De Kooning is celebrated further in a Red Grooms work that literally breaks through the picture plane with the bicycling artist giving his abstracted woman a ride on his handlebars.
The idea of art judges reflects some other events currently at the museum, where the juried triennial Outwin Boochever Portrait Competition is on display. A Bill Witt shot of Hans Hoffman in his Provincetown studio in the Portraits of the World show hangs quite near a shot from the same session in a photography show called “In Mid-Sentence.”

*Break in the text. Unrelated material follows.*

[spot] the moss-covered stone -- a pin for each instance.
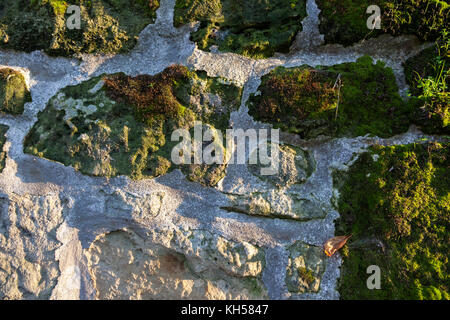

Portraits of the World: Denmark will hang through October. The Portrait Gallery established a connection with the lending Danish Museum of National History in Hillerød by offering in a return last winter a show of jazz portraits by Herman Leonard.
“We really hope that the art judges in the United States—the visitors to the gallery and the critics—will receive it positively,” Mette Skougaard, director of the lending museum said before the work was shipped.
Currently, to support the effort to contain the spread of COVID-19, all Smithsonian museums in Washington, D.C. and in New York City, as well as the National Zoo, are temporarily closed. Check listings for updates.“Portraits of the World: Denmark” is scheduled to remain on view through October 12, 2020 at the Smithsonian’s National Portrait Gallery in Washington D.C.